С другой стороны, если они и впрямь затеяли переводить пленников в другое место, то без охраны никак не обойтись. Так что десятком минут раньше, десятком позже, а охрана свое личико им явит!
Посему Колдунья могла прямо сейчас ее позвать, что изрядно нарушало план, придуманный Громовым. Он совершил большую оплошность: в его словах прозвучала, под тонким гримом насмешки, угроза!
– Только водички сначала принеси мне, Аринка! – спохватился он. – Жажда меня мучит!

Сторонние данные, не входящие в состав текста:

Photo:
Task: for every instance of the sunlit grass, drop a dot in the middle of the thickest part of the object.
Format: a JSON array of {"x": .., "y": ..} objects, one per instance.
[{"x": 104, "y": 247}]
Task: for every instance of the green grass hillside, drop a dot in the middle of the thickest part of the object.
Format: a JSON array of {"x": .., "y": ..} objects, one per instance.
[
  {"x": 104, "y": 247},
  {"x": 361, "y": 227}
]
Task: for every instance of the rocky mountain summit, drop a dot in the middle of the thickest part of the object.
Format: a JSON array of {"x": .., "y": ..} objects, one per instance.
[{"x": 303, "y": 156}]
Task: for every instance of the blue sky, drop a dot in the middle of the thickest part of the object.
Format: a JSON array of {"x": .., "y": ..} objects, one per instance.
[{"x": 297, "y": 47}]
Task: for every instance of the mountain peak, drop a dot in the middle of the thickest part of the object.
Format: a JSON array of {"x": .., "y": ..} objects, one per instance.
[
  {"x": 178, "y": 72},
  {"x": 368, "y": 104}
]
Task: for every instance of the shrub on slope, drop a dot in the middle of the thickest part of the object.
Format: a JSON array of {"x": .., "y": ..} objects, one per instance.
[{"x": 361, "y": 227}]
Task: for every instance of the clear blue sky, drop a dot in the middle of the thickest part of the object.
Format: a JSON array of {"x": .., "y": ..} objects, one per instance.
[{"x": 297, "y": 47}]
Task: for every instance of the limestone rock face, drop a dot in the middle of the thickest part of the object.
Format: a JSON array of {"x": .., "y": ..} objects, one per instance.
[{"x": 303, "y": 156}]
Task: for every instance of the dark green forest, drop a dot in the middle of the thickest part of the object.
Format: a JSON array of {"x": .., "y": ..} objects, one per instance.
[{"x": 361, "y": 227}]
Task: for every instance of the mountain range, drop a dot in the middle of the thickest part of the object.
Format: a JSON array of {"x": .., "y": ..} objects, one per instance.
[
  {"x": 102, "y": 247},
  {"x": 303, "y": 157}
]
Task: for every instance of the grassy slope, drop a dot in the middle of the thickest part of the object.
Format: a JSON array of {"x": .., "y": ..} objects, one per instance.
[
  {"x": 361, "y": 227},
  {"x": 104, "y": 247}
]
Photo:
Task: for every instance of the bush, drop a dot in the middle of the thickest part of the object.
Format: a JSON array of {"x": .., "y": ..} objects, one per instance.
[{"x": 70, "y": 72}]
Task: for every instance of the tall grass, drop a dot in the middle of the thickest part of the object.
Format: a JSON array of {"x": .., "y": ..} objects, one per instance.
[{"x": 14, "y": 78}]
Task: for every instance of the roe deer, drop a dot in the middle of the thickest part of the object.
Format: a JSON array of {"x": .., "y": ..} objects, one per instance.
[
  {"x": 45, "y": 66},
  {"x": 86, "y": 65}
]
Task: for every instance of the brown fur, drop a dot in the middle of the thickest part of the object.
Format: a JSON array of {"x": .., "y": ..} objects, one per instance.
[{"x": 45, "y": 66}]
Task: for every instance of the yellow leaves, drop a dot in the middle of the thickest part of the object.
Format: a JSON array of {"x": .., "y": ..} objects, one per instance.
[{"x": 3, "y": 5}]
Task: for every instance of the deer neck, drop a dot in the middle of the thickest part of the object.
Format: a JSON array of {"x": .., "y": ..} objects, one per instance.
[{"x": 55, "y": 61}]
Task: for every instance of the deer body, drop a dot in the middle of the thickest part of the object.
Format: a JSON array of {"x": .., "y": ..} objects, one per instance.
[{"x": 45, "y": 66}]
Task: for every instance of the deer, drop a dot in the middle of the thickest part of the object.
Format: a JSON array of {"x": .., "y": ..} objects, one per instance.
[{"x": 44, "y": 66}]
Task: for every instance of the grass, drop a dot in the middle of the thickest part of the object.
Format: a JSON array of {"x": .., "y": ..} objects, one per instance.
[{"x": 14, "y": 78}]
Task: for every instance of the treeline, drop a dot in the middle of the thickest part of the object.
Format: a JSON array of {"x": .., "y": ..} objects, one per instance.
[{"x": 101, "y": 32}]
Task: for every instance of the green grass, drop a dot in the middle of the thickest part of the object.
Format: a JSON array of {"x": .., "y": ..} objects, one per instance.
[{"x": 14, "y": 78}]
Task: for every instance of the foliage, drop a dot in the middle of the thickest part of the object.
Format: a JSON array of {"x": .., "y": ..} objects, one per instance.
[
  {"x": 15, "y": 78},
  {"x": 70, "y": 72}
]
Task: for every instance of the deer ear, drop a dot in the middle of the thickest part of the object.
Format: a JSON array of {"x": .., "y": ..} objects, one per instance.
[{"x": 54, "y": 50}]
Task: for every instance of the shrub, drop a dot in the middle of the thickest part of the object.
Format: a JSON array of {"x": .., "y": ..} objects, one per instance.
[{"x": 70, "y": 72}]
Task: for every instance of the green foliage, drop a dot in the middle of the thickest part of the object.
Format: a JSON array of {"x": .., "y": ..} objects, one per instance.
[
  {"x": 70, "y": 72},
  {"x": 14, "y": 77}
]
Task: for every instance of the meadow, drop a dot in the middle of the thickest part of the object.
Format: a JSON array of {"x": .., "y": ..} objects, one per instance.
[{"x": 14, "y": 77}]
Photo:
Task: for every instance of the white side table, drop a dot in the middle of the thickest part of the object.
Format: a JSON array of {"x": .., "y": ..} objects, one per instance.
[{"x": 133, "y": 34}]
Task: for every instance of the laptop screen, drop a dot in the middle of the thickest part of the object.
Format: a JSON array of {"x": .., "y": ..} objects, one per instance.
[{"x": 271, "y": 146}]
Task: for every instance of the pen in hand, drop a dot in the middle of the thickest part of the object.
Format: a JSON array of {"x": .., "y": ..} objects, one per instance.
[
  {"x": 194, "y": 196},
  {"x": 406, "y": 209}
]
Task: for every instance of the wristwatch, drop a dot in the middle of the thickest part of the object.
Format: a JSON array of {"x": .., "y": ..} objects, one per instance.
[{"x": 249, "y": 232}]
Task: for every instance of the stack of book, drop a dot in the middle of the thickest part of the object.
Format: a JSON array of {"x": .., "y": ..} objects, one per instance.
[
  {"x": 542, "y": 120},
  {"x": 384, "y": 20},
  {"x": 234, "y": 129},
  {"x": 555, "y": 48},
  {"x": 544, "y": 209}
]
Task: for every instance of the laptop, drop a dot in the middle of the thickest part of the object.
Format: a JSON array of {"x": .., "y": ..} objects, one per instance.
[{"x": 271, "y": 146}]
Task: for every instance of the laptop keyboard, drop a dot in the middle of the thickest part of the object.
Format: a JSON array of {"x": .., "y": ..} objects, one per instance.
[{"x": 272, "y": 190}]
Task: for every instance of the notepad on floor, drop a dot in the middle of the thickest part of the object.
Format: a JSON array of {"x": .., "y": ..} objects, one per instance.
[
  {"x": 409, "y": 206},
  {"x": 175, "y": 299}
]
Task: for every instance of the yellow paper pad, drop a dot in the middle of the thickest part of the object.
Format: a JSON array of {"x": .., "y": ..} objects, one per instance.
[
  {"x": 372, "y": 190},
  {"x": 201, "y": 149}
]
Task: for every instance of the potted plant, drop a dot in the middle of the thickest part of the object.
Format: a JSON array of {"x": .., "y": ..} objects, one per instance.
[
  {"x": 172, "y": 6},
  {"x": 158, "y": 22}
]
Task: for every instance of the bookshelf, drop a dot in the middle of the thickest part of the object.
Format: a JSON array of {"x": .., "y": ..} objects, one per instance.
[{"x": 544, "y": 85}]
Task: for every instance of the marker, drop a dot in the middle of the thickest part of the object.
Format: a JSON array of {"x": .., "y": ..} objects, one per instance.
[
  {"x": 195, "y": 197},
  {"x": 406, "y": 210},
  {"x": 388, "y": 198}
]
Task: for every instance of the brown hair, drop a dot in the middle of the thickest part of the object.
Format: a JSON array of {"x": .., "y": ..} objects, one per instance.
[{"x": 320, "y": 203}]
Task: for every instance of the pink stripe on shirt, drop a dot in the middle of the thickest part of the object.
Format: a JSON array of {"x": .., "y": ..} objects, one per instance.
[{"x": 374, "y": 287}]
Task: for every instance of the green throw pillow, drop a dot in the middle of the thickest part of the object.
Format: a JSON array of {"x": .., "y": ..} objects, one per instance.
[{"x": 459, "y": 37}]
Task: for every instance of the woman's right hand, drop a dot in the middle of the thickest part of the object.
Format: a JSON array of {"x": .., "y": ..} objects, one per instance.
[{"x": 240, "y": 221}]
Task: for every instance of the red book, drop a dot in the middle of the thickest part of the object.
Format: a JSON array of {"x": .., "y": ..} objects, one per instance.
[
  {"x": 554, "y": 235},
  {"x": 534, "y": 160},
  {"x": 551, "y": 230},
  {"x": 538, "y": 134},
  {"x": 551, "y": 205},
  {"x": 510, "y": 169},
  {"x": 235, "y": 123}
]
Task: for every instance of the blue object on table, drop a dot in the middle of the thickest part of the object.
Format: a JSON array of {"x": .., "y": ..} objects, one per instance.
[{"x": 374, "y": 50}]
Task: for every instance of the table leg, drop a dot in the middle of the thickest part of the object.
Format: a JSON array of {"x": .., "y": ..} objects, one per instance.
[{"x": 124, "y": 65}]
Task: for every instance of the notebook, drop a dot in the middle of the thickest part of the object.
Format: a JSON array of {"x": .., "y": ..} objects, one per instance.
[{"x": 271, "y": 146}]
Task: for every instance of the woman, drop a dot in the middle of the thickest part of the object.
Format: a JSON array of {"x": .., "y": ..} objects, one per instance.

Колдунья бросила на него испытующий взгляд, – Серега смотрел на нее невинно и безмятежно, – затем перевела глаза на Юлю, которая по-прежнему крепко «спала».
Вроде бы ничего ее не насторожило.
– Хорошо, – кивнула она и вышла.
Серега от души понадеялся, что она не вернется сюда вместе с охраной…
Ирина Тимофеевна поднялась наверх в размышлениях. Что-то затевают пленники, чуяло ее сердце. За годы «работы» колдуньей интуиция ее обострилась, – может, от отшельничества, а может, от тех бед человеческих, с которыми приходили к ней люди.
К милиционеру она сочувствия не испытывала: он мужчина, а именно от них, мужчин, все беды на земле! Но девушка, Юля… Она ни в чем не виновата. Даже если что-то сделала не так, то только потому, что мужчины ее к этому принудили! К тому же у нее сынок есть, которого она в бреду не раз упоминала…
Сынок.
У Ирины Тимофеевны тоже сынок был. А еще был брат-бандит и муж-бандит. Тогда, по юной неразумности, она Добро от Зла не отличала, – да и кто бы ее этому научил? Вечно пьяные родители?
Сыночка они, брат и муж ее, стрельбе обучали в лесу. С ним еще несколько ребятишек было. Обучали-обучали, а потом…
Муж ее сыночка застрелил. По пьяни, нечаянно…
НЕЧАЯННО?! А кто его, скота, напиваться просил?!
Ирина мужа застрелила. Из того же пистолета, что он сыночка их убил.
Ей бы смерть неминуемая вышла – бандиты ничего не хотели слушать, никаких доводов, – а что муж ее пьяный был, ему отчего-то прощалось…
Заступился за нее брат. Он в банде вес имел. И тогда они нашли ей применение, ссылку: назначили ей Колдуньей быть, в доме на опушке ее поселили, а дом этот превратили в тюрьму… Или в убежище, уж как дело повернется.